Foreign Policy Blogs

The Somalia Crisis

The Somalia Crisis 

At The New York Times Naruddin Farah, a Somalian writer who lives in Cape Town, provides some insight into the situation in Somalia from the vantage point as an insider-outsider who was tapped as a short term emissary between his native country's two main warring factions. He is not optimistic that peace will take hold:

. . . [I]n the end, the only way out of the current impasse is to resume dialogue between the two principal parties to the conflict. I now know from personal experience how difficult this is. President Yusuf has said that the Islamists' claim to represent a religious constituency does not sit well with his administration.

At the same time, the exiled Islamists are endorsing or openly engaging in violence. Assassinations of political figures, exploding roadside bombs in which peacekeepers or innocent bystanders lose their lives: these must stop.

Both sides must give. Most Somalis believe that the Islamists deserve a place at the table; they have been disempowered through invasion by an occupying force, which must withdraw, the sooner the better.
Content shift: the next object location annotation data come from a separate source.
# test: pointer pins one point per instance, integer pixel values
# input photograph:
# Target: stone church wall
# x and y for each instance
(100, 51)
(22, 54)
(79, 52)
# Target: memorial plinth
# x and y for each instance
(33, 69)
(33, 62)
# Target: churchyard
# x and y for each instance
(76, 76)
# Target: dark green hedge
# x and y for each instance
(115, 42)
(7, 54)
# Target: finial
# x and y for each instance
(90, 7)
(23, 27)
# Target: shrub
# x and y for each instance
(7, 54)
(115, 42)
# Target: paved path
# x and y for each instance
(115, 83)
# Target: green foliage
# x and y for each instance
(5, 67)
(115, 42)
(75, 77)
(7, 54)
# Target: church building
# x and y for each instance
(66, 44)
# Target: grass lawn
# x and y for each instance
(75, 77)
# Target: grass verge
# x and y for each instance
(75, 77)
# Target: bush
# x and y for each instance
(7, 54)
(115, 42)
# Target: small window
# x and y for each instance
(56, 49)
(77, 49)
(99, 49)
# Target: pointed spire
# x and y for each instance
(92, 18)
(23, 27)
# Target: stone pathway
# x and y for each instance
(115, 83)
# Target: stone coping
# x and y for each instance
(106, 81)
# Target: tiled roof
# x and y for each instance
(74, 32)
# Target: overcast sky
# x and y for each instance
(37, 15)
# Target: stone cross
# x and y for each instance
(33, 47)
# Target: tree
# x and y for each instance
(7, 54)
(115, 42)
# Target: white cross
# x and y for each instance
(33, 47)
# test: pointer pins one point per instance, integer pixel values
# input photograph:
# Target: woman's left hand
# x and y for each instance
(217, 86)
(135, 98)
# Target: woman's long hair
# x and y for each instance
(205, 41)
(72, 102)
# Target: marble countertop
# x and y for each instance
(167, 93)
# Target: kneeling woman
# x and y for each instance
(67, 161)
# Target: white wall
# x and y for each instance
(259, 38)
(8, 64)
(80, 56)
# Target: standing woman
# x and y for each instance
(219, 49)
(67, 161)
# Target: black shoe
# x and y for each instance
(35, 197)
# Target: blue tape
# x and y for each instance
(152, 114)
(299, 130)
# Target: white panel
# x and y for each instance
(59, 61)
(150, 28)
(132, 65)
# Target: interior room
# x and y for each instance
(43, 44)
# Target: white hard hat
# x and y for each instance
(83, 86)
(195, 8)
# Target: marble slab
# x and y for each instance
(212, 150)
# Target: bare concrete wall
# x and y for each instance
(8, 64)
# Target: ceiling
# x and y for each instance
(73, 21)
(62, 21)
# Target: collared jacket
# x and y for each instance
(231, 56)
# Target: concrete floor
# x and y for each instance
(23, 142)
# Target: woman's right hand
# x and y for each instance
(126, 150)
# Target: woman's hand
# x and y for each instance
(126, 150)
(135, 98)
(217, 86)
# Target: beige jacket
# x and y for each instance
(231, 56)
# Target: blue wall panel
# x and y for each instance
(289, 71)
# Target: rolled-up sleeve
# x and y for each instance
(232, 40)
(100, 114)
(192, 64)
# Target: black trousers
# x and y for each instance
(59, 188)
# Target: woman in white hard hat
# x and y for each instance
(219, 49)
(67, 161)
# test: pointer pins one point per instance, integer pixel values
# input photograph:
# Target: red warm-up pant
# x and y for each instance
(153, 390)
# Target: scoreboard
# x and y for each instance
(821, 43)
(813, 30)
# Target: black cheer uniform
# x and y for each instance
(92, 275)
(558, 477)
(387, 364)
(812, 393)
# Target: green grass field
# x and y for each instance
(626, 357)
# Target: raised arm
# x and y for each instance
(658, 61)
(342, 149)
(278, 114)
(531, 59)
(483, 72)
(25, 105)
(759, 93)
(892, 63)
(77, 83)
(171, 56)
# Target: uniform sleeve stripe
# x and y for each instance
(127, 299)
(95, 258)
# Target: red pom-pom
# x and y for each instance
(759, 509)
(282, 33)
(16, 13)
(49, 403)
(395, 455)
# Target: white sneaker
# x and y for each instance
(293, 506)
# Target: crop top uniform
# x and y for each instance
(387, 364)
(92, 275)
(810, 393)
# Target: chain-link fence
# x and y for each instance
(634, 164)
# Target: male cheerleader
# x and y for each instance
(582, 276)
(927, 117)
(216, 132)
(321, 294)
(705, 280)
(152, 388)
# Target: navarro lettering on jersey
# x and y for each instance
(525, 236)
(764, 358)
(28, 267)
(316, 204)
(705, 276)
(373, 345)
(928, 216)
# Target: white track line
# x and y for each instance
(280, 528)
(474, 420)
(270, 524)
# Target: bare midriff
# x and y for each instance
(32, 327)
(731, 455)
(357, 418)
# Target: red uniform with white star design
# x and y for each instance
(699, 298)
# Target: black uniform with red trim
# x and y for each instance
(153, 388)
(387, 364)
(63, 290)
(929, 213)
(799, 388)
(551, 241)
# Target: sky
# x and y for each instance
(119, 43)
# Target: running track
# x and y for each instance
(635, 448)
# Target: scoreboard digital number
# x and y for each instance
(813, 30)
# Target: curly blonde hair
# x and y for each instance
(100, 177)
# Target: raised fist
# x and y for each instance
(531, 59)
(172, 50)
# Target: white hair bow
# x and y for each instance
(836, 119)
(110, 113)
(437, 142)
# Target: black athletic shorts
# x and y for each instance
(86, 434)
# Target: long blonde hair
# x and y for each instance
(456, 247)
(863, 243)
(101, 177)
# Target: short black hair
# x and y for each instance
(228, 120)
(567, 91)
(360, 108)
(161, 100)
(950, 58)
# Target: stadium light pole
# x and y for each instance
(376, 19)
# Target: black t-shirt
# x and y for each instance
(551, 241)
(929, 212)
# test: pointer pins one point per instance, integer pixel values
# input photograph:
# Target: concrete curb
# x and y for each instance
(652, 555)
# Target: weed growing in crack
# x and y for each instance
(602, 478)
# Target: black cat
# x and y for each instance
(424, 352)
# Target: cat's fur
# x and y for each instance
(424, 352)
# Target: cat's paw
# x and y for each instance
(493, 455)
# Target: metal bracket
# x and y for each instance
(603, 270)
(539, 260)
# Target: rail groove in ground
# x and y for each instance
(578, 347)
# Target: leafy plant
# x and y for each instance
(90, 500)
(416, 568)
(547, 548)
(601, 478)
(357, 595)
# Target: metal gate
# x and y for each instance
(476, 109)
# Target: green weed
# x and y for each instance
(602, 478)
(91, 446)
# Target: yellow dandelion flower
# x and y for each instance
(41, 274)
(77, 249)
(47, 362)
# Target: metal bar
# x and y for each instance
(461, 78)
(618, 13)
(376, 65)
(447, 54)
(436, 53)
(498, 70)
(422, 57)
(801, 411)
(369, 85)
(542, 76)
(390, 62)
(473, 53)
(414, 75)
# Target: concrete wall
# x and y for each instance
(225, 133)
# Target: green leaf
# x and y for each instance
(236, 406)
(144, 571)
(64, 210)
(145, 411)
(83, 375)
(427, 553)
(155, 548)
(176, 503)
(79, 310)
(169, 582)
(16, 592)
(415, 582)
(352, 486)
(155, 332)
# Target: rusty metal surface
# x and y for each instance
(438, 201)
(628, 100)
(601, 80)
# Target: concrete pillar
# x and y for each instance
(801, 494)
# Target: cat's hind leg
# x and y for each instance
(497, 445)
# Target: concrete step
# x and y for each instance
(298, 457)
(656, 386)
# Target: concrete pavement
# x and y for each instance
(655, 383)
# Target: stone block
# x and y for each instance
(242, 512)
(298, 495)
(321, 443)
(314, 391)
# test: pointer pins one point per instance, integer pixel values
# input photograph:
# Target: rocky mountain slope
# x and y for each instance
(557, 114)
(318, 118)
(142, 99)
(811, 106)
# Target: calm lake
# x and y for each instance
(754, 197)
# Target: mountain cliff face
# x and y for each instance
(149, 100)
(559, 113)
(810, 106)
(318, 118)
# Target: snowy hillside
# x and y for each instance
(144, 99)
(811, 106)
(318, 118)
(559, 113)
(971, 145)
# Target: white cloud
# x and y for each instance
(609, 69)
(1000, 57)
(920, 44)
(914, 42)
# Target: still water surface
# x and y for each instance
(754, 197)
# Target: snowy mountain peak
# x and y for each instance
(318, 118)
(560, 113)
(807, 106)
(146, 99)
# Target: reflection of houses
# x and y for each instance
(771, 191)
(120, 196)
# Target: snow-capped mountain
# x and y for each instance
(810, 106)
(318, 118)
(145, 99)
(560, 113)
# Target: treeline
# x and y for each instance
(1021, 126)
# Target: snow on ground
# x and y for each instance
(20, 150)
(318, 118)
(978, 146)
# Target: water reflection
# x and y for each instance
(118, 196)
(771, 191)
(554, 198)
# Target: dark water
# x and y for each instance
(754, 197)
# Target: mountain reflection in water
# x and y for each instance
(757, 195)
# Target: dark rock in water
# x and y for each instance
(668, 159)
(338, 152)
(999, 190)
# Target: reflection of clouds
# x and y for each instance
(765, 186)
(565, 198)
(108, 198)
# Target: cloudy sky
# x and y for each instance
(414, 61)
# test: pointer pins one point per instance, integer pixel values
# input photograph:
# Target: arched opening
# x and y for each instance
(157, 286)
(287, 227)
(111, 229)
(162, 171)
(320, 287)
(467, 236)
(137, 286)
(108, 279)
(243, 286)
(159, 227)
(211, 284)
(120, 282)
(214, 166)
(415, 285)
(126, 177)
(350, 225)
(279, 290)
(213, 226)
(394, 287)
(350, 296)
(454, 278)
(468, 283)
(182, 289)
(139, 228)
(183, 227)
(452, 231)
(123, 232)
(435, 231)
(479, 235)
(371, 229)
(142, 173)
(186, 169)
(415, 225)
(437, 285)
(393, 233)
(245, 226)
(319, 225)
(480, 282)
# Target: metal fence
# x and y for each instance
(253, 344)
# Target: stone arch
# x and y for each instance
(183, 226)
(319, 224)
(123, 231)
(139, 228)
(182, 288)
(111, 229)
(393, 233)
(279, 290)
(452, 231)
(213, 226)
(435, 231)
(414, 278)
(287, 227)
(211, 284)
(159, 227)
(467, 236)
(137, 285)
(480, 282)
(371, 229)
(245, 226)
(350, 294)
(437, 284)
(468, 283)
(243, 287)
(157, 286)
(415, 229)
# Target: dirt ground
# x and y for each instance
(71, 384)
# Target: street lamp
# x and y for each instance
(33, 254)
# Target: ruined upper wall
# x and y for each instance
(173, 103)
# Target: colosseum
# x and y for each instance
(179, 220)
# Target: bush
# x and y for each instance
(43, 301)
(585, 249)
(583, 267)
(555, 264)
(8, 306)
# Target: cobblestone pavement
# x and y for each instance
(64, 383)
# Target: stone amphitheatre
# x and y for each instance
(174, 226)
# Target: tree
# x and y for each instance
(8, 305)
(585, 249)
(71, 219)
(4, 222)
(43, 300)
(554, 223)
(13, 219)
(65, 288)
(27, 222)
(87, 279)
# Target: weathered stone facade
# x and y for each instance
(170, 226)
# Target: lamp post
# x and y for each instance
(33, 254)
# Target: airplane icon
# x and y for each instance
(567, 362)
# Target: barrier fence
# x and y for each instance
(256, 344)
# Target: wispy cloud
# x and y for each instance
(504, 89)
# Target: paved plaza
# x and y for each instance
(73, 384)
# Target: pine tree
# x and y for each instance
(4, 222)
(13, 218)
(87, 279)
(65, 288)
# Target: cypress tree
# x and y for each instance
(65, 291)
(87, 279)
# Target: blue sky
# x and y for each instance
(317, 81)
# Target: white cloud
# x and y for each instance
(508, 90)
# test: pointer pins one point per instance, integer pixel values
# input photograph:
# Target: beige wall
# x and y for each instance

Genuine negotiations will not be easy. I found this out the hard way. But Somalis must consider the alternative: the violence will continue and the rest of the world will continue to use land as a playground for intervention.

While the world's attention is so often focused on the conflicts in the Middle East, one of the next great testing grounds of radical Islam versus both its moderate counterpart and the non-Muslim world will play out in the Horn of Africa with Somalia at the epicenter. It would behoove the West to pay far more attention to this crisis.